1 in 3 locals buy groceries abroad
More and more locals are heading across the border for staples like cereal, fruits and beverages
Drain on the economy
In 2019, locals together bought €616 million in food products abroad, a 4.6% increase compared to the year before. Locals on average bought groceries abroad nine times per year, with France being the most popular destination. Wine, soft drinks and water especially are markedly cheaper in France than in Belgium.
The main driver behind the shopping journeys abroad is the high cost of food products in local supermarkets. According to a 2017 survey, groceries are on average 10% more expensive in Belgium than in France, the Netherlands and Germany.
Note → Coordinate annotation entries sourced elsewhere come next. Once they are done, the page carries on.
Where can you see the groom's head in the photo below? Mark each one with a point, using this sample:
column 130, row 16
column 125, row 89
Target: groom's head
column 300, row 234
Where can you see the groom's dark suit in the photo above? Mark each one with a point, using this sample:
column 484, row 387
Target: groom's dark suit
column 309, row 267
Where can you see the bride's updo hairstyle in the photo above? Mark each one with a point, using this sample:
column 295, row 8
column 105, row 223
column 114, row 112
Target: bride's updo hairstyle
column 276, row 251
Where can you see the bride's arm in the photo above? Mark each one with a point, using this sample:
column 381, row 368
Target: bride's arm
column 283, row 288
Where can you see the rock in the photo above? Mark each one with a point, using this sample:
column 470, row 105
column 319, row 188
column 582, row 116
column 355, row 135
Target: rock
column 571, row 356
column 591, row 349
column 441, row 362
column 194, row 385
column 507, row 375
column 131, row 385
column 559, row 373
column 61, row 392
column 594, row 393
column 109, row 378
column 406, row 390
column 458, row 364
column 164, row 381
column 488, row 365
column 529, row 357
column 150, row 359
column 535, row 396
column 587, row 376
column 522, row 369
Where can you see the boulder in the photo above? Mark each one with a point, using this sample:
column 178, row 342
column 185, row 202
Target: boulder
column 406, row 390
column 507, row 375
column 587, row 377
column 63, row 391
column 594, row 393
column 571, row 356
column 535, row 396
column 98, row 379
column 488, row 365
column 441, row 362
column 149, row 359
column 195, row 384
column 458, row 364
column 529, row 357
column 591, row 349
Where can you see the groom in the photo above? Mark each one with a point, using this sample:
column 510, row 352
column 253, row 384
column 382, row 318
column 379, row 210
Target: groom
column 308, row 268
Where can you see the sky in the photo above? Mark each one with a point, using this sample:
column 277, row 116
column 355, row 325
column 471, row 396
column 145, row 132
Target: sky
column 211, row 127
But Belgian food industry federation Fevia says the high cost price of food isn’t the fault of local supermarkets. High food prices are instead the combined result of a national tax on soft drinks, a packaging levy as well as increased excise duties on alcoholic beverages, they say.
According to Fevia, the turnover of local supermarkets fell by five percentage points due to all the food shopping abroad, a decrease that they say should be of concern to everyone.
“Grocery shopping abroad is not a side show – it’s a growing problem. Increasing the prices of our products hurts companies but also weakens the Belgian economy,” Fevia chair Jan Vander Stichele said in a statement posted to the industry group’s website. “It’s why we are urging future governments to think long-term. Scrap the many taxes and invest in innovation.”
According to Fevia, half of Belgians live less than 50 kilometres from a country border with France, Luxemburg, the Netherlands or Germany.